Perdoar não é uma atitude para gente fraca. A vingança é que o prazer do ofendido e o ódio rancoroso é o único refúgio do mais fraco. Quando se odeia alguém, o que se quer, no fundo, é que ele sofra e até se fica satisfeito com seus sofrimentos. A dificuldade de perdoar o outro nos revela a nós mesmos que existe em nós um instinto de perversidade e nos faz descobrir um eu hostil, atraído pelo mal. Isto quer dizer que existe violência em nosso coração e seria ingênuo e perigoso negá-lo. Perdoar, neste sentido, significa abandonar os desejos sutis de vingança, é renunciar a fazer justiça em causa própria. Quando você perdoa, você se livra do veneno que está dentro de você e sua saúde é recuperada. Quando você se nega a perdoar, você adoece e sofre pelo veneno da recusa do perdão.    

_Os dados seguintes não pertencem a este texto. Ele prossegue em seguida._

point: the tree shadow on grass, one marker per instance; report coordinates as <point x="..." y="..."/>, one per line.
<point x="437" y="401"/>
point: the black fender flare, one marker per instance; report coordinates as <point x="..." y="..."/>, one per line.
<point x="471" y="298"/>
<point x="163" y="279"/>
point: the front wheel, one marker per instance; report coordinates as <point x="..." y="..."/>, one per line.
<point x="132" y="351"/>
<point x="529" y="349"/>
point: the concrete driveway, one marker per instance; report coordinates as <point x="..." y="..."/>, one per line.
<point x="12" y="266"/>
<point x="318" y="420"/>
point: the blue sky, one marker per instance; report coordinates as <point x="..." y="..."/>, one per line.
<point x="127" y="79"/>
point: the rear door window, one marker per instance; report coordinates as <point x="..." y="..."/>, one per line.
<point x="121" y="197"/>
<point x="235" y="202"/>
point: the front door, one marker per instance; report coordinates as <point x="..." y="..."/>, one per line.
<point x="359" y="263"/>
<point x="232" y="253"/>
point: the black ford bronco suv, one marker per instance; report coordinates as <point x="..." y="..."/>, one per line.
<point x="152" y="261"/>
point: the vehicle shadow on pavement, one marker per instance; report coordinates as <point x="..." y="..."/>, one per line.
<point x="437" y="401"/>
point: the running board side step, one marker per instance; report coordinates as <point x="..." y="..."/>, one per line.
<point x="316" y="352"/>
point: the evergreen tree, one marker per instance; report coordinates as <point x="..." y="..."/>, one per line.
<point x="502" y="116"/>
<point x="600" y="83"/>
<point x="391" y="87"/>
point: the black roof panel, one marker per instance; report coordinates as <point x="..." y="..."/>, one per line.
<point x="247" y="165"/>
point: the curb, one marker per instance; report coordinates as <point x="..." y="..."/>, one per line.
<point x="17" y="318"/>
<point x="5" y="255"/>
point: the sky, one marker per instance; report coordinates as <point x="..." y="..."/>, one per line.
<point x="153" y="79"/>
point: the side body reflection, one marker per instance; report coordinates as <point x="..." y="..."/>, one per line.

A palavra grega para “perdão” é aphesis, que significa liberar, libertar da escravidão, remissão da dívida, da culpa e do castigo. É usada quando a prisão é aberta e o prisioneiro pode sair livre. 

Todos nós somos chamados a ser livres, perdoando os outros e recebendo o pedido de perdão do outro. O não- perdão é um veneno que adoece a pessoa, que faz a pessoa infeliz, presa, triste, sem liberdade por causa dos sentimentos negativos cultivados em si. Todos nós que pensamos sobre a paz e queremos a paz, devemos considerar seriamente esse apelo para perdoar. É um apelo à mudança, a não mais sermos controlados por nossas mágoas e medos, nossos sentimentos de vingança e ressentimentos. “Quereis ser feliz por um instante? Vingai-vos! Quereis ser feliz para sempre? Perdoai! (Henri Ladordaire). 

Deixemos hoje as seguintes interrogações que podem complementar a interrogação de Pedro: 

1). Eu em relação aos outros no perdão:

Quantas vezes eu tenho que perdoar os outros quando o outro me ofendeu? O que é que eu tenho que perdoar nos outros? Eu devo colocar o limite para o perdão que eu devo dar aos outros? 

2). Os outros em relação a mim no perdão:

Quantas vezes os outros devem me perdoar quando eu os ofendeu? O que eles devem me perdoar? Os outros devem colocar o limite para o perdão que eles devem me dar?

3. Eu e a Oração do Pai-Nosso

No Pai-Nosso rezamos: “Perdoai-nos as nossas ofensas assim como nós perdoamos a quem nos tem ofendido”. Isto quer dizer que o perdão dado é o perdão recebido. Dentro do conteúdo dessa oração, o que acontecerá comigo diante de Deus se eu não perdoar o irmão? “O homem não se movimenta pelos pés, mas pelos afetos. Até os próprios pés ele move por afetos” (Santo Agostinho: In ps. 9,15). O afeto nos move a perdoarmos o outro. Perdoar não muda o passado, mas engrandece o presente e o futuro.